Terminal Railroad Association of St. Louis
The Terminal Railroad Association of St. Louis (reporting mark TRRA) is a switching and terminal railroad owned by railroads in St. Louis, Missouri which handles traffic through its metropolitan area.
Components
It was founded in 1889 in a deal orchestrated by Jay Gould by:
- Missouri Pacific Railroad
- St. Louis, Iron Mountain and Southern Railway
- Wabash Railroad
- Ohio and Mississippi Railroad
- Louisville and Nashville Railroad
- Cleveland, Cincinnati, Chicago and St. Louis Railway
Its current owners are:
- BNSF Railway (1/7)
- Canadian National Railway (1/7) (Illinois Central Railroad until 1999)
- CSX Transportation (1/7)
- Norfolk Southern Railway (1/7)
- Union Pacific Railroad (3/7)
It also connects with the Kansas City Southern Railway; the Canadian Pacific Railway is the only Class I railroad that does not reach St. Louis.
History
The railroad's predecessor companies in St. Louis date to 1797 when St. Louis was still part of Spanish Upper Louisiana. James Piggott was granted a license to operate a ferry between St. Louis and Illinoistown (now East St. Louis). Piggott's heirs sold the ferry to Samuel Wiggins in 1819. Wiggins bought 800 acres (3.2 km2) in East St. Louis including Bloody Island. Wiggins used a team of eight horses to propel the ferries. In 1828 he began steam-power ferry service across the river.
In 1832 Wiggins sold his company and the new owners called the new company the Wiggins Ferry Service which would develop the Wiggins property as a rail yard. In 1870 the ferry began porting rail cars across the river one car at a time until the construction of the Eads Bridge.[1]
When the Terminal Railroad was incorporated in 1889, railroads owned most of the Wiggins Ferry property. In 1902 when the Rock Island Line joined the Terminal Railroad, the ownership of the Wiggins Illinois property was complete.[2]
The Association built Union Station. It owns the Merchants Bridge and MacArthur Bridge, the latter which it received in 1989 in a swap with the City of St. Louis in exchange of title for the Eads Bridge.
In the early years the Association was at odds with the St. Louis Merchants Exchange. The Exchange built the Eads Bridge but lost control to the Terminal Railroad. The Exchange then built the Merchants Bridge to keep the Terminal Railroad from having a monopoly. The Exchange then lost control of that bridge also to the Terminal Railroad.
The railroad's practice of charging a tariff to coal trains crossing the Mississippi River would result in several industries locating in Illinois rather than Missouri.

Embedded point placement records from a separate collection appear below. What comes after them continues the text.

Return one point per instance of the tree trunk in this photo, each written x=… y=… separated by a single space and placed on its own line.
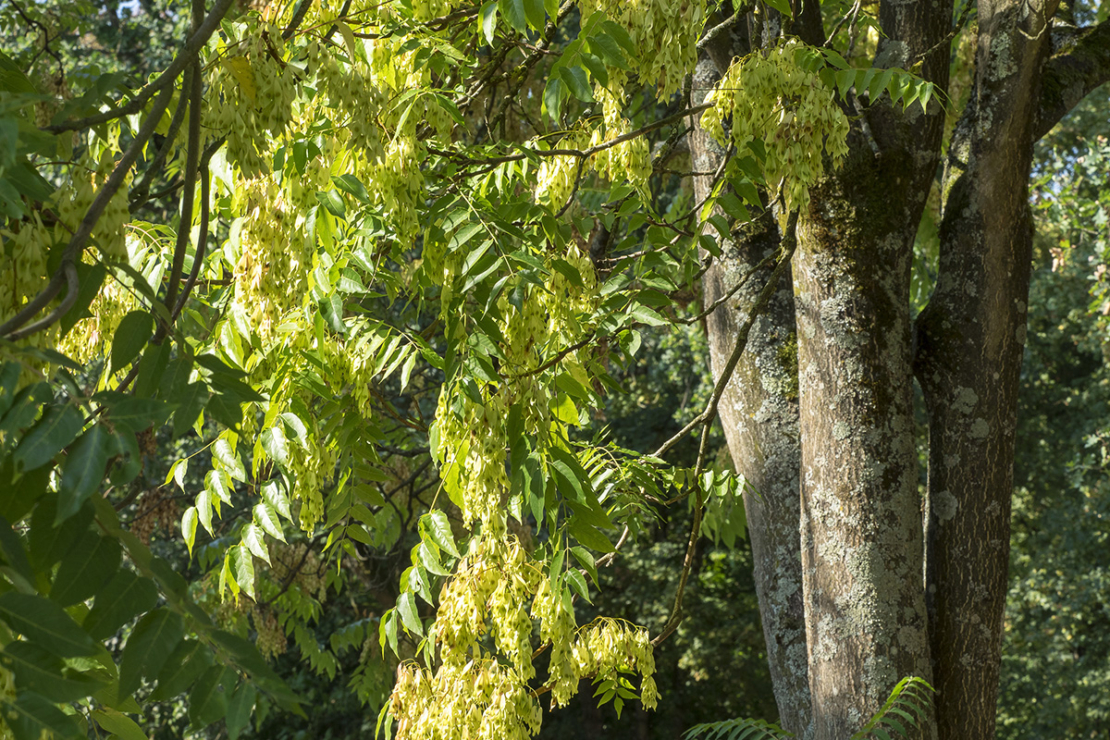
x=969 y=362
x=884 y=599
x=759 y=413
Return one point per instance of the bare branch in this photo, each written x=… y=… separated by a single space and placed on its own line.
x=163 y=81
x=1071 y=74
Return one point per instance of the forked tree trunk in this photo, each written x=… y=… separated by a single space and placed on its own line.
x=759 y=414
x=873 y=611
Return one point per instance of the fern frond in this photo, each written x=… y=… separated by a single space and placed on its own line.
x=902 y=711
x=738 y=729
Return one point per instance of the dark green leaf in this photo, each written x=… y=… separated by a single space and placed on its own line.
x=32 y=717
x=437 y=528
x=40 y=671
x=46 y=624
x=207 y=701
x=576 y=82
x=82 y=473
x=86 y=568
x=124 y=597
x=589 y=536
x=14 y=556
x=57 y=428
x=406 y=607
x=190 y=402
x=534 y=11
x=131 y=336
x=333 y=202
x=185 y=664
x=150 y=644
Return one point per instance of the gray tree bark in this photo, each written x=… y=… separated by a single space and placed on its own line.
x=881 y=598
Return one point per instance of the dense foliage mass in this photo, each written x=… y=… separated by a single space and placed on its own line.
x=324 y=324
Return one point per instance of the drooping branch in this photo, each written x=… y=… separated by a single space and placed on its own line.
x=13 y=328
x=1072 y=74
x=164 y=81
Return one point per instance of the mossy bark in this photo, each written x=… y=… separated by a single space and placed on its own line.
x=969 y=361
x=759 y=414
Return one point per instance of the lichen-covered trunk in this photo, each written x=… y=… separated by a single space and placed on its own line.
x=759 y=414
x=969 y=360
x=863 y=540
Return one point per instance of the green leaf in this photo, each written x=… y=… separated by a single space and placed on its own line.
x=431 y=561
x=589 y=536
x=133 y=415
x=118 y=723
x=333 y=202
x=131 y=336
x=82 y=473
x=86 y=568
x=351 y=184
x=406 y=607
x=577 y=584
x=46 y=624
x=14 y=556
x=239 y=709
x=32 y=717
x=150 y=644
x=58 y=427
x=207 y=701
x=189 y=528
x=275 y=445
x=554 y=92
x=37 y=670
x=576 y=82
x=596 y=68
x=273 y=494
x=266 y=517
x=229 y=459
x=436 y=527
x=184 y=666
x=487 y=20
x=513 y=11
x=534 y=11
x=254 y=539
x=124 y=597
x=781 y=6
x=190 y=403
x=242 y=568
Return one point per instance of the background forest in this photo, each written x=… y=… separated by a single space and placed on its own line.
x=315 y=617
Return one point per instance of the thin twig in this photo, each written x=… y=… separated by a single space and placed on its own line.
x=10 y=330
x=164 y=80
x=789 y=243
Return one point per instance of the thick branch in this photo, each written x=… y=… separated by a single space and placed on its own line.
x=10 y=330
x=1071 y=74
x=164 y=80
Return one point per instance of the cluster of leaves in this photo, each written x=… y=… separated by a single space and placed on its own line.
x=376 y=234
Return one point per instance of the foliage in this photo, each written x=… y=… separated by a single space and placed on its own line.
x=316 y=245
x=900 y=715
x=1055 y=660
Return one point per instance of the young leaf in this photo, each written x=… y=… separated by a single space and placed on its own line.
x=82 y=473
x=57 y=429
x=131 y=336
x=123 y=597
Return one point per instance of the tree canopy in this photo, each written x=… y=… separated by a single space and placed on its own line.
x=350 y=300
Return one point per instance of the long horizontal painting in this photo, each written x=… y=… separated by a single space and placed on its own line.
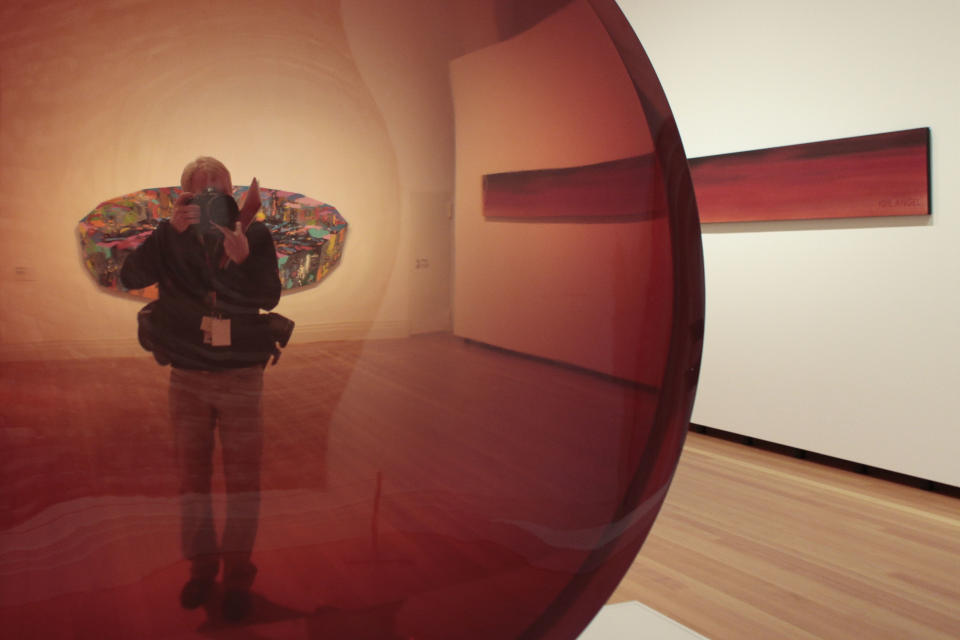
x=629 y=187
x=885 y=174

The steelmaking town of Granite City, Illinois was founded to avoid the tariffs..[3]
Awards and recognition
For four consecutive years beginning in 2001, TRRA was the recipient of the Gold E. H. Harriman Award for safety in the Switching and Terminal railroad class.[4]
Lines
The TRRA operates the following lines:
- Merchants Subdivision: Grand Avenue (BNSF/UP) via Union Station, Gratiot Street (UP), Poplar Street (UP), North Market Street (BNSF/NS), West Approach, Merchants Bridge, and "SH" to "WR" (KCS/NS/UP/Port Harbor Railroad)
- Illinois Transfer Subdivision: "SH" via "CP" (NS), Willows (CSX/KCS), and Southern (NS) to Valley Junction (KCS/UP)
- MacArthur Bridge Subdivision: Gratiot Street (UP) via South Approach Junction (UP), MacArthur Bridge, North Approach Junction, and East Approach (Alton and Southern Railway) to Valley Junction (KCS/UP)
- North Belt Subdivision: West Approach via May Street (NS) and Carrie Avenue to Baden Yard (BNSF)
- West Belt Subdivision: Carrie Avenue to Rock Island Junction (Central Midland Railway)
- Eads Subdivision: North Approach Junction via "Q" (CSX/KCS/UP) to "CP"
References
- ↑ http://www.terminalrailroad.com/history2.php
- ↑ http://www.terminalrailroad.com/history3.php
- ↑ Made in USA: East St. Louis by Andrew J. Theising - Virginia Publishing (June 2003) ISBN 1-891442-21-X
- ↑ Association of American Railroads (reprinted by Norfolk Southern Railway) (2006-05-16). "Railroads Set Another Employee Safety Record in 2005". Retrieved 2006-05-24.